A new study published in the Archives of Dermatology has found the deadly disease tanorexia to be hereditary.

Tanorexia is a condition marked by the obsessive need to burn one’s skin until it is an unnatural shade of tan. This is typically done while lying poolside, beachside, or within a lightbulb-lined coffin. People who suffer from tanorexia can easily be spotted by their freakish skin tone, which will later transform into dry, crag-like crevices as the sufferer ages. The unnatural shade makes the whites of sufferers’ eyes stand out, giving them an appearance of being perpetually surprised. Sufferers also tend to accent their dark skin with extremely dark or extremely light hair, as well as skintight clothing, which gives them the appearance of Sports Illustrated: Swimsuit Edition rejects.
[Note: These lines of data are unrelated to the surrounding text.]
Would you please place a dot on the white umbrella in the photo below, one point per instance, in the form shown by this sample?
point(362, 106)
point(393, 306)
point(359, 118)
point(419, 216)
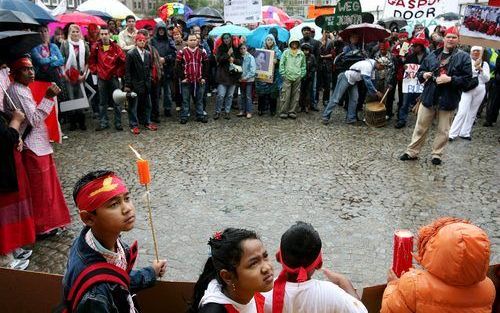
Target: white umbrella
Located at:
point(296, 32)
point(114, 8)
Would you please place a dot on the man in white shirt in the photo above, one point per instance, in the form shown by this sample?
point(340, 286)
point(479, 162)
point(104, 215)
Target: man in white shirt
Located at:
point(346, 82)
point(295, 291)
point(126, 38)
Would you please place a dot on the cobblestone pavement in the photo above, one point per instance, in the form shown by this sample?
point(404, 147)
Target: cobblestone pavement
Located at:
point(265, 174)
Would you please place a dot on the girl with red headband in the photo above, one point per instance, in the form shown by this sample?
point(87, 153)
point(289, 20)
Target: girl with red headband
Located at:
point(234, 275)
point(294, 289)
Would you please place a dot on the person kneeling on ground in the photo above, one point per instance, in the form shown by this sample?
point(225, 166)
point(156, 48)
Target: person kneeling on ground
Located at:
point(98, 254)
point(295, 291)
point(234, 275)
point(455, 257)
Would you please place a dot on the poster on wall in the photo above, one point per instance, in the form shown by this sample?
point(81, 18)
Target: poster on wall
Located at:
point(243, 11)
point(419, 11)
point(481, 26)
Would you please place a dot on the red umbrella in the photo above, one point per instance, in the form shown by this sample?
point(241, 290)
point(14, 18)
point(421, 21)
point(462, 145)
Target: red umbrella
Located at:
point(80, 18)
point(367, 32)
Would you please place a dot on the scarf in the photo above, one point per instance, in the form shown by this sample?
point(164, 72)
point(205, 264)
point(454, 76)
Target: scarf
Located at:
point(71, 61)
point(280, 282)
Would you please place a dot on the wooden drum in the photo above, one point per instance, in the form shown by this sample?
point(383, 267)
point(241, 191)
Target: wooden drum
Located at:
point(375, 114)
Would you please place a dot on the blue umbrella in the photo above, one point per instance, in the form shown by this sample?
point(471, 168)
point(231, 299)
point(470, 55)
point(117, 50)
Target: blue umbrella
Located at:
point(28, 7)
point(231, 29)
point(257, 36)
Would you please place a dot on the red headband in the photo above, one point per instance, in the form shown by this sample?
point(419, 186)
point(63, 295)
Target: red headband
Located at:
point(140, 37)
point(280, 282)
point(94, 194)
point(20, 63)
point(452, 30)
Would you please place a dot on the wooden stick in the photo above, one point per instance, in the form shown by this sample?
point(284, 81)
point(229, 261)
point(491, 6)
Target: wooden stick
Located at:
point(148, 204)
point(385, 95)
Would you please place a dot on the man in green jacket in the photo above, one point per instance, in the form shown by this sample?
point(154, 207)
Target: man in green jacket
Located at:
point(292, 69)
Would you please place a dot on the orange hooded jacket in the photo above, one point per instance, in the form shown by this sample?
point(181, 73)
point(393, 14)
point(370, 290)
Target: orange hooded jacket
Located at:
point(455, 257)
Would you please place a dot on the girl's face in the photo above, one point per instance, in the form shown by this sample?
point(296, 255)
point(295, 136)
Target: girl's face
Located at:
point(75, 34)
point(255, 272)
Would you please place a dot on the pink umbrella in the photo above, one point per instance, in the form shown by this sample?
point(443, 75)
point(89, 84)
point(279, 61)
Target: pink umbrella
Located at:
point(80, 18)
point(269, 11)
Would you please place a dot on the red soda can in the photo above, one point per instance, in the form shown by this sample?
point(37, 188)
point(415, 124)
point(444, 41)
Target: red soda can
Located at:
point(403, 247)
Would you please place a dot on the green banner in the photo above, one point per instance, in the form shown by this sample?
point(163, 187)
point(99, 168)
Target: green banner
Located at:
point(347, 12)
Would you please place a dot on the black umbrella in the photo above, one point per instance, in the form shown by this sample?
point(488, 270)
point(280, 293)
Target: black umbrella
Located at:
point(15, 20)
point(207, 12)
point(15, 43)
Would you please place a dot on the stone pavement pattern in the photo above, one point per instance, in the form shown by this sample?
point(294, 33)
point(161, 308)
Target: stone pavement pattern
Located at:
point(265, 174)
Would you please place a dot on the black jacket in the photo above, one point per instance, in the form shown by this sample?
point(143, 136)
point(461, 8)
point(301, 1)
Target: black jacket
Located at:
point(137, 72)
point(445, 96)
point(9, 138)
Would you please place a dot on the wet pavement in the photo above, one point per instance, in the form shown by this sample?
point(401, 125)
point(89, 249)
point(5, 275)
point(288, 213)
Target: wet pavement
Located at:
point(265, 173)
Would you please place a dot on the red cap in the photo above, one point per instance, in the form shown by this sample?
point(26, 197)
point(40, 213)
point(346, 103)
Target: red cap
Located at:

The study, conducted by Dr. Elaine Ray of the Alaskan College of Medicine, interviewed 2,000 women between the ages of 18 and 30 who tan themselves regularly—even during the dead of winter. Dr. Ray found that the worst tanorexic suffers had mothers who were also tanorexic.

“Many tanorexic young women started fighting their disease as teenagers, when their tanorexic mothers first introduced them to tanning salons,” Dr. Ray states. “Mother and daughter would then start visiting the tanning salon together. It was a bonding experience, like shopping. Only, instead of building up credit card debt, they were raising their cancer risk.”

Dr. Ray’s study found that tanorexic mothers and daughters suffered from an array of other issues, including low self-esteem, an unrealistic self-image, and pale-skin-phobia. They also tended to be addicted to celebrity magazines like Us Weekly and to reality shows like The Bachelor and Jersey Shore. Tanorexic mothers were also found to enjoy shopping in the teen section of clothing stores.

“Tanorexia is a real problem,” said Dr. Ray in an interview on Good Morning America.  She went on to quote the findings of a World Health Organization study that found tanning to be among the top cancer risks—as deadly as arsenic. Even the FDA has considered enacting underage tanning bans that would make it illegal for all people under the age of 18 to use tanning beds.

“We should really put a stop to the unhealthy madness that is tanorexia,” Dr. Ray stated. “Hopefully, knowing that the condition is heredity will help us to develop successful interventions so we can save lives and save people from the visual harassment of seeing tanorexics out in public.”